Import proposal

I want to compare the latest upload candidate with the current building data on OSM.

  1. Open the latest upload candidate with JOSM : :arrow_upper_right:
  2. Filter the data to only show ways that contain building=yes.
  3. Download the current existing building data by using the Overpass API.

Here’s the result :

  • Light pink : Current OSM data
  • Grey : Latest upload candidate

Looks good.

I have read the Wiki @Cascafico. That’s a good approach to exclude building with those criteria.

  1. Could you please further detail QGIS action only?
  2. @rtnf 's analysis makes me think this is good data. Thanks for that. So I would like to contribute to this as a volunteer, how can I help?

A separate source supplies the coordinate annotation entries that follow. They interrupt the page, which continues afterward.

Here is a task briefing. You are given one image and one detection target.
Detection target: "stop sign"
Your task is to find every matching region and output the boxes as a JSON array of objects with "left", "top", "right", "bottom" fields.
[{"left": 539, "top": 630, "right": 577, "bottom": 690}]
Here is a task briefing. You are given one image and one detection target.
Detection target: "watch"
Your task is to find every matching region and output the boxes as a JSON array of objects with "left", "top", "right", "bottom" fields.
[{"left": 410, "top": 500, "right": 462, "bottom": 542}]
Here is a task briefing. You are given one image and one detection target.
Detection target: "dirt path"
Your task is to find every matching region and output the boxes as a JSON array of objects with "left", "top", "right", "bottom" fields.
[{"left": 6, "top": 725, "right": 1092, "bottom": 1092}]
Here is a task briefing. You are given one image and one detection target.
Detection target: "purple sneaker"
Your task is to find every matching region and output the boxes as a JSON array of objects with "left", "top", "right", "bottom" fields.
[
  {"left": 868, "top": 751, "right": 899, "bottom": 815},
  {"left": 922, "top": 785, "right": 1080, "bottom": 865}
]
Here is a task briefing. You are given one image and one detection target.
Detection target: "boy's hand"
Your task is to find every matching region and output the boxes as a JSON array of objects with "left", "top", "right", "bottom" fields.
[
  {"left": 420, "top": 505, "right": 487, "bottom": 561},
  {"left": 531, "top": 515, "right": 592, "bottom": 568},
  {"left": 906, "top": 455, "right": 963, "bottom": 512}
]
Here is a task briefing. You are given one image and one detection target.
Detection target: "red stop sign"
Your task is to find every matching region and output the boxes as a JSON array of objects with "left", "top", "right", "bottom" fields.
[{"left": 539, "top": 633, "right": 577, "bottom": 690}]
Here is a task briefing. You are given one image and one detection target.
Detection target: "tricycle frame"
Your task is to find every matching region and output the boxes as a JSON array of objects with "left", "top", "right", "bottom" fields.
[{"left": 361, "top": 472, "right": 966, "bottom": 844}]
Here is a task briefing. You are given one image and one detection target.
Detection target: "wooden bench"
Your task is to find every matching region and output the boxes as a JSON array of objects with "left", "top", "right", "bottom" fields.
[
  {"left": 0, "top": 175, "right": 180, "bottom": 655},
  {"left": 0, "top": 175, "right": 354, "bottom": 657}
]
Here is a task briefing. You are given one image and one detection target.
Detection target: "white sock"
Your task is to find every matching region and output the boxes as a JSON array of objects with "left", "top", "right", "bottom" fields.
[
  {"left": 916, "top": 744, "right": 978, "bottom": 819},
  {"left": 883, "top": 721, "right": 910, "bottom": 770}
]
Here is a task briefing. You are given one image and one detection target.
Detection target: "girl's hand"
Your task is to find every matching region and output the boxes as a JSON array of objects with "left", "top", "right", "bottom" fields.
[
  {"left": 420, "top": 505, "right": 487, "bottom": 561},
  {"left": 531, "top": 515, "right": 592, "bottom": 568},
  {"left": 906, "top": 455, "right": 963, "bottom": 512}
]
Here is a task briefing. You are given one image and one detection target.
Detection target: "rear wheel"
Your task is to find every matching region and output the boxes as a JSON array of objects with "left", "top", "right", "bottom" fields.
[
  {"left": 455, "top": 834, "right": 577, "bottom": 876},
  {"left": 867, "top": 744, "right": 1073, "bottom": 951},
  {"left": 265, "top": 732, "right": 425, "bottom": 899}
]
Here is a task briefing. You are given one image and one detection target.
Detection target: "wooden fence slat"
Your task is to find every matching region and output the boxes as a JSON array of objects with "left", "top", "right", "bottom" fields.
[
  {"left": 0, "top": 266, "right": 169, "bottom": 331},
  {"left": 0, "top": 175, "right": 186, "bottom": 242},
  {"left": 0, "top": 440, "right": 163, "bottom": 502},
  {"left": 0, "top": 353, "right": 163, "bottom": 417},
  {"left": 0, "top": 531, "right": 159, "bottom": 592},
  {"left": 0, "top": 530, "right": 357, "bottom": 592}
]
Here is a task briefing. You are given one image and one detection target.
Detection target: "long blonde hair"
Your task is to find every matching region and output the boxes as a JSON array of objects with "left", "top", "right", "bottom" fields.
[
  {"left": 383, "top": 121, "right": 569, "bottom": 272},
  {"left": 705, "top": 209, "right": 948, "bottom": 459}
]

First, select a region by using this tool, copy the WKT string.

Then, open this colab, paste the WKT string, then run the first codeblock.

Wait, then run the step 2 codeblock to download.


It’s a CSV file.

Open the downloaded file by using QGIS. Layer → Add Layer → Add Delimited Text Layer

Geometry definition → WKT. Setup the CRS. Add.

Right click the layer → Filter… "confidence" >= 0.75 AND "area_in_meters" >= 25

Right click the layer → export → save features as → geojson.

Open the geojson file by using JOSM.

Light pink : current OSM building data
Grey : Google Open Building

Real good.

But at this point, I still don’t know how to remove candidates that intersect with pre-existing OSM buildings.

Basically in Qgis you should save WKT and OSM data in an editable format like Geopackage.

Removing small and low confidence geometries from candidate dataset can be done via table editor “select by expression”.

Removing geometries touching OSM buildings: click menu “processing”, find a search field and type “Select by Location”. Set the layer fields and basically all you need to do is checkbox where elements are disjoined. Run and save resulting layer in geojson for loading in JOSM.

1 Like

Apparently, my PC is way too weak to continue this process :sweat_smile:

hallo Mas @rtnf, Thank you for sharing. It’s interesting to me, but is there any particular reason why we chose this number as the threshold?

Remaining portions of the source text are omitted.